In today’s Her Business Story we meet the female entrepreneur behind ‘Don’t Buy Her Flowers’, Steph Douglas
Steph tell us more about your business Don’t Buy Her Flowers
We create thoughtful gift packages for anyone that needs some TLC. Our packages are sent for lots of different occasions – new mums, get well, birthday, bereavement – and we have lots of different options and add ons so our customer can tailor it for the recipient. The main aim is that the recipient feels loved, and encouraged to take a bit of time for themselves.
What made you decide to become an entrepreneur?
A desire for flexibility (although that was pretty misguided as running my own business is harder work than anything I’ve ever done…) – my kids were little and I was looking ahead to them starting school and thinking ‘how the hell are we going to juggle that?’. Probably more importantly, I couldn’t shake the idea for Don’t Buy Her Flowers and the more I thought about it and looked in to it, the more I could see the potential and knew we had to do it.
How long did it take you from coming up with your idea, to putting it in action?
The idea came when I had my son Buster in 2010, so it was actually nearly four years before we launched. I had another baby 21 months later and it solidified the idea for me that flowers are a bizarre gift to give someone when they’re feeling exhausted and overwhelmed – it’s another thing to care for at a time when you’re feeling pretty spent. Starting a business felt like too big a leap, so I set myself the task of starting a blog, where I wrote honestly about motherhood and relationships. That went really well and people identified with it, which gave me the confidence that other people had found motherhood as challenging as I had, and the whole idea behind the business at the launch – about giving a new mum some TLC – had legs.
What has been your scariest moment as an entrepreneur?

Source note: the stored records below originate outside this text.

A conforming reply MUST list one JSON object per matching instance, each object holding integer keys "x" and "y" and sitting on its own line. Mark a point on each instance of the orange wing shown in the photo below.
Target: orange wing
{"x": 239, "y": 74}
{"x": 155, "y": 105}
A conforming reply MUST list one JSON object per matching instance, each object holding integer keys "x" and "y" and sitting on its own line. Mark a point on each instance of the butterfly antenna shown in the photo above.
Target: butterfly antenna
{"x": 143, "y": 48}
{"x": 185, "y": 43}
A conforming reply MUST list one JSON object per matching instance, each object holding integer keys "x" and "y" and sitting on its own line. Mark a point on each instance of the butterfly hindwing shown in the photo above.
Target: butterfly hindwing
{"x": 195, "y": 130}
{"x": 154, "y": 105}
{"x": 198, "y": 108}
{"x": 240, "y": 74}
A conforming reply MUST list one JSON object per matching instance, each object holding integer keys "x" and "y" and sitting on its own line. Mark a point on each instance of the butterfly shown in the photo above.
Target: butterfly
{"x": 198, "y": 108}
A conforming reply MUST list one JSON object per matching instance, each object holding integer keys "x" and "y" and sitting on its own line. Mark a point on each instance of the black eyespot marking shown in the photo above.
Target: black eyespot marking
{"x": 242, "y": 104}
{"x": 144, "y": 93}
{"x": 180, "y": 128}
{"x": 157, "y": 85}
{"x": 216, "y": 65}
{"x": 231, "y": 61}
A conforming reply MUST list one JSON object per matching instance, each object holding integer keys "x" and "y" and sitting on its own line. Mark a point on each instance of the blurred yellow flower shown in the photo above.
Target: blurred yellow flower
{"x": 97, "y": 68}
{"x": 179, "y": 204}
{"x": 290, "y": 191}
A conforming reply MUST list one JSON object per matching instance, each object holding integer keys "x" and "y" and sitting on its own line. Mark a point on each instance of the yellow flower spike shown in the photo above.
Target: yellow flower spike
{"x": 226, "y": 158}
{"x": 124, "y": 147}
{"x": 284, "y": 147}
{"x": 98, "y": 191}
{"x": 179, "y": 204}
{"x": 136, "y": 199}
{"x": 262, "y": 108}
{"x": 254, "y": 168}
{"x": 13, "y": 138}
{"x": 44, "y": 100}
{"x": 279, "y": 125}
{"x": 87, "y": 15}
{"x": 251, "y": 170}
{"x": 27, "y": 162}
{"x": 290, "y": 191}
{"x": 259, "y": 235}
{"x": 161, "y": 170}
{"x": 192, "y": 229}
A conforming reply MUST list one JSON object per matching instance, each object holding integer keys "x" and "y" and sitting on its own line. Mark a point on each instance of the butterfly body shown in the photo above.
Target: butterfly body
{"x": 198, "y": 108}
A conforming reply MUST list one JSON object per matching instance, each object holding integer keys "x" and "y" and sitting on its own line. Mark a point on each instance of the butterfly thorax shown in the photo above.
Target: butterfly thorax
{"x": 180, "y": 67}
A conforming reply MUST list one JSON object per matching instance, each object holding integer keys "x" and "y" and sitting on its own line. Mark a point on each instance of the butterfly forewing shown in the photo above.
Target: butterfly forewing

I think getting started – pressing ‘go’ on the website and telling people – that’s pretty scary. I’d only told a handful of people what I was doing because I needed time and space to get it very clear in my own head. So when we went live it was pretty nerve wracking. Everyone was so supportive though, saying they loved the idea and sharing it. So much so that the website crashed on launch night!
What has been your proudest moment?
Moving the business out of our house and in to a warehouse and building a team has been pretty epic. I don’t know where I thought the business would go but suddenly we’re ‘proper’ and still growing month on month and that feels amazing. It’s also SO much more enjoyable not to be in those first two tough years which were a bit like a rollercoaster, doubting myself or panicking about all the stuff that needed to be done and constantly feeling like I was playing catch up with the workload. It’s more consistent now and probably a lot of that is to do with confidence. I know that the business is great and our customers are brilliant. I can look at the numbers and see how we’ve grown. Those things really help.
What is the biggest lesson you have learned from founding your own company?
You can’t do everything you did before and run a business on top. I think women in particular try to do this, and it’s overwhelming. There is always more to do if you run your own business, so accepting that you will never be done and you have to give yourself moments to reflect and a pat on the back at what you have done before you move on to the to-do list is so important. And don’t worry if your social life/homemade meals/general hygiene take a back seat for a while!
What does success mean to you?
Aside from the obvious, like earning some decent money and building a kickass brand, I want balance. I want to be able to walk the slow way to school sometimes or spend weekends with my family and friends and not always feel like I’m behind on work, and while doing something I absolutely love. It’s a big ask, but I think with the business being more established and having a team who are responsible for specific roles, we’re getting there. It took hard graft to get here and some weeks are overwhelming, but it’s generally getting easier.
What one thing do you wish someone had told you when you first started out?
I think the emotional and mental side of running a business – the doubts and fears and trying to be consistent rather than letting yourself sink if you’re knocked – is massive, and I don’t think it’s talked about. It gets easier, but that means you often hear from people that are successful and they’ve worked through that phase, so it comes as a bit of a shock when you first start out.
What’s the best piece of business advice someone has ever given you?
When you’re 70% sure of something, go for it. If you wait for it to be perfect, you’ll never do it. Ben (of Graze.com).